This repository contains a machine translation model that translates Farsi text to English using an encoder-decoder architecture.
The standardize_en
and standardize_fa
functions perform text preprocessing. standardize_en
normalizes text,
converts it to lowercase, keeps only alphabets, space, and selected punctuation marks, removes leading and trailing
whitespaces, and adds special tokens [START]
and [END]
. standardize_fa
removes specific punctuation marks and
performs similar preprocessing as standardize_en
.
An example Farsi text is defined, and the standardize_en
function is applied to it to obtain the preprocessed text.
Variables are defined for removing specific punctuation marks in the standardize_fa
function using regular
expressions.
Text vectorization layers for English and Farsi languages are defined. en_vectorization
for English language
uses standardize_en
for text preprocessing and has a maximum vocabulary size of 5000 tokens. fa_vectorization
for
Farsi language uses standardize_fa
for text preprocessing and has a maximum vocabulary size of 5000 tokens.
Tokenization of text data is performed using text vectorization layers en_vectorization
and fa_vectorization
. The
layers are adapted to the target and input data, and the top 10 words in the vocabulary for each layer are printed. The
Farsi text data example_input_batch
is tokenized using fa_vectorization
layer, and the English text
data example_target_batch
is tokenized using en_vectorization
layer.
The size of the vocabulary for fa_vectorization
is returned.
The tokenized sequence from the en_vectorization
and fa_vectorization
layers is converted back to the original text
by mapping each token to the corresponding word in the vocabulary. The reconstructed text is printed.
The embedding dimension and the number of units for the LSTM layer are defined.
The Encoder
class is defined, which takes input_vocab_size
, embedding_dim
, and enc_units
as arguments.
The call
method of the Encoder
class receives a sequence of tokens and an optional initial state, passes the tokens
through the embedding layer to obtain a sequence of vectors, and passes the sequence of vectors through the GRU layer to
obtain a new sequence of vectors and an internal state.

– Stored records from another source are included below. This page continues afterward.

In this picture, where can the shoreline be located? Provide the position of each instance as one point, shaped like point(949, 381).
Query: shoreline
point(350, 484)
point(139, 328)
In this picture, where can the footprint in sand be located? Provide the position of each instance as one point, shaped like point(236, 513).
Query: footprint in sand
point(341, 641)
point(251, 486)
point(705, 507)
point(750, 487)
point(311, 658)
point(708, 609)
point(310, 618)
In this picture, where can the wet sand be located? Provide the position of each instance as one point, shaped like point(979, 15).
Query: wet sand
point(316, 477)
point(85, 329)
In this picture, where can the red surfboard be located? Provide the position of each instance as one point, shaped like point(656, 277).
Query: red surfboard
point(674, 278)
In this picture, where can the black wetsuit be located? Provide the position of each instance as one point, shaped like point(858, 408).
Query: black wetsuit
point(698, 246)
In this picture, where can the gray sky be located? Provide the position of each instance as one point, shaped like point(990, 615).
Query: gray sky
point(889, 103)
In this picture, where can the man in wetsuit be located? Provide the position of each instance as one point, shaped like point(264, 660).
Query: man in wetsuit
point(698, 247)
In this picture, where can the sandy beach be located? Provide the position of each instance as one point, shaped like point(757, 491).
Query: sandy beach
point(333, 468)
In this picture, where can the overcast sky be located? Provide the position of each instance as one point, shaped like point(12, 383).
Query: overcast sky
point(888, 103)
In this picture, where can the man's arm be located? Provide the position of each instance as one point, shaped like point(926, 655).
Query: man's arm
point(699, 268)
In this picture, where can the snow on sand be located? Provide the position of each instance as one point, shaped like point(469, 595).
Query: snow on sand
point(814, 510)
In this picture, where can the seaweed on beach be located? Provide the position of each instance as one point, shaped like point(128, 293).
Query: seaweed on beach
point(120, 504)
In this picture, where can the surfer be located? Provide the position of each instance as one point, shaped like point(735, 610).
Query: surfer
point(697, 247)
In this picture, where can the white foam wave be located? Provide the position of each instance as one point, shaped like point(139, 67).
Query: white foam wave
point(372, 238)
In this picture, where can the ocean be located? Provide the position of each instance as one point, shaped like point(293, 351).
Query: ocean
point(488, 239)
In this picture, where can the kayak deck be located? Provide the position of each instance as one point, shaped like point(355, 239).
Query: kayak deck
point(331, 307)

Finally, it returns the new sequence of vectors and the internal
state.
An instance of the Encoder
class is created with the Farsi text vectorization layer fa_vectorization
as input. The
Encoder layer is applied to the tokenized Farsi text data example_tokens
and the output and the state are saved. The
shapes of the input batch, input batch tokens, encoder output, and encoder state are printed.
The BahdanauAttention
class is defined, which takes units
as input. The call
method of the BahdanauAttention
class receives a query tensor, a value tensor, and a mask tensor, passes the query tensor through the W1 dense layer and
the value tensor through the W2 dense layer to obtain the transformed query and value vectors, computes the attention
scores between the query vector and each value vector, applies the mask to the attention scores, and computes the
context vector as the weighted sum of the value vectors.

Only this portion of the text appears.